A Amazônia está na mira do papa Francisco desde o início do seu pontificado. Depois de ser eleito em março de 2013, o papa participou em julho daquele ano da Jornada Mundial da Juventude, no Rio, e expressou ali o seu interesse em discutir a ação da igreja na região.

A prática do sínodo foi instituída pela igreja em 1965 e esta será a sua 16ª edição.

Desde que o papa argentino assumiu, foram realizadas duas assembleias ordinárias sobre temas gerais da igreja (família, em 2015, e jovens, em 2018) e uma extraordinária, para assuntos urgentes (evangelização, em 2014).

Já as assembleias especiais, como este sínodo, são pensadas para abordar temas de um lugar específico. Em 2010, foi o Oriente Médio; em 2009, a África. Sob Francisco, o bioma será a primeira região do mundo a receber atenção exclusiva.

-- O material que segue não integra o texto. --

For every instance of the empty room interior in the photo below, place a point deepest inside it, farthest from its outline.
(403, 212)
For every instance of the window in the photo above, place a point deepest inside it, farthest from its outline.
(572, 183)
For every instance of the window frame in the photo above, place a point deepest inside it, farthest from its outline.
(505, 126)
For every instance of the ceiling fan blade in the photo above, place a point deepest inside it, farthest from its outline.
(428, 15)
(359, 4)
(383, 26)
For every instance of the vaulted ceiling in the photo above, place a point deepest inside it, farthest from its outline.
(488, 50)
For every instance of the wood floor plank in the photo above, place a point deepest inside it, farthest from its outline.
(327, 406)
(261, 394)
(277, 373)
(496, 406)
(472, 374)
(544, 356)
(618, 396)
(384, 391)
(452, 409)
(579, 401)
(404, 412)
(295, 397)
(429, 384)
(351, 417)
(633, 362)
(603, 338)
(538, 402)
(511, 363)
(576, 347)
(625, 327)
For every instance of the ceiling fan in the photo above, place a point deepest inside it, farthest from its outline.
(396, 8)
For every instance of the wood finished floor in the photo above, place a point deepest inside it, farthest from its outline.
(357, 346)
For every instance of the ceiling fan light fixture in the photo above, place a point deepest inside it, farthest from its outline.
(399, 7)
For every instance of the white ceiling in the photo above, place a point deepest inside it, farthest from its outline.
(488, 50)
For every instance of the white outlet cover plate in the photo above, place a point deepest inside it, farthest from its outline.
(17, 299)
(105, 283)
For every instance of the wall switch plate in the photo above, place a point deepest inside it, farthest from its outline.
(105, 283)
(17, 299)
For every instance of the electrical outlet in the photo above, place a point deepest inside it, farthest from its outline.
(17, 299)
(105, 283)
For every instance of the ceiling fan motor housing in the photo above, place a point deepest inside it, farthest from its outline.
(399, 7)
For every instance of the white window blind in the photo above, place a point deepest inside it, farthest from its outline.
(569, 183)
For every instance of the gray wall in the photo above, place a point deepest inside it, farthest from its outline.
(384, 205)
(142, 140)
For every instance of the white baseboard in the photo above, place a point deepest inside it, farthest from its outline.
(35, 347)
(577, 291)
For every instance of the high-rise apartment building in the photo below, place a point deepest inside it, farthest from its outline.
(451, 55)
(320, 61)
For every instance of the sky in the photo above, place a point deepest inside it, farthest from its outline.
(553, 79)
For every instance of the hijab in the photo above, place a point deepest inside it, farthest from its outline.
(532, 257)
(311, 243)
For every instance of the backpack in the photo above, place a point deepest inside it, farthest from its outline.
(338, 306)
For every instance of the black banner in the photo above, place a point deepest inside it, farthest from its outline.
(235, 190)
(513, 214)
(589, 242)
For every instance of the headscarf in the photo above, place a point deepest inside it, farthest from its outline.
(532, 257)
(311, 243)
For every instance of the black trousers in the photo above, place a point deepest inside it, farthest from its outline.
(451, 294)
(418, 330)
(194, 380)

A apreensão da igreja é com a perda de fiéis católicos na região e o crescimento das igrejas evangélicas, evidenciada desde o Censo Demográfico do IBGE de 2010, o último realizado. Só no estado do Amazonas, o número de evangélicos era de 31%, ante 21% em 2000. Entre os que se declararam católicos, queda de 70,8% para 59,5%.

ENTENDA O SÍNODO
O que é sínodo
O Sínodo dos Bispos é uma reunião episcopal de especialistas. Convocado e presidido pelo papa, discute temas gerais da Igreja Católica (como juventude, em 2018), extraordinários (considerados urgentes) e especiais (sobre uma região). Instituído em 1965, acontece neste ano pela 16ª vez.

Especial Amazônia
Anunciado em 2017 pelo papa Francisco, o Sínodo da Amazônia trata de assuntos comuns aos nove países do bioma, organizados em dois eixos: pastoral católica e ambiental. Depois de meses de escuta da população local, bispos e demais participantes se reúnem entre 6 e 27 de outubro, no Vaticano.

Para que serve
O sínodo é um mecanismo de consulta do papa. Os convocados têm a função de debater e de fornecer material para que ele dê diretrizes ao clero, expressas em um documento chamado exortação apostólica. As últimas duas exortações pós-sinodais foram publicadas cerca de cinco meses depois de cada assembleia.

Quem participa
O Sínodo da Amazônia reúne 184 padres sinodais (como são chamados os bispos participantes), sendo 58 brasileiros. Além dos bispos da região, há convidados de outros países e de congregações religiosas. Também participam líderes de outras comunidades cristãs, da população e especialistas —no total, há 35 mulheres. O papa costuma presidir todas as sessões.

Principais polêmicas
Este sínodo tem recebido críticas do governo brasileiro, incomodado com o viés ambiental e pressionado pela situação na Amazônia, e da ala conservadora da igreja, que vê como inapropriado o debate sobre a ordenação de homens casados como sacerdotes, a criação de ministérios oficiais para mulheres e a incorporação de costumes indígenas em rituais católicos.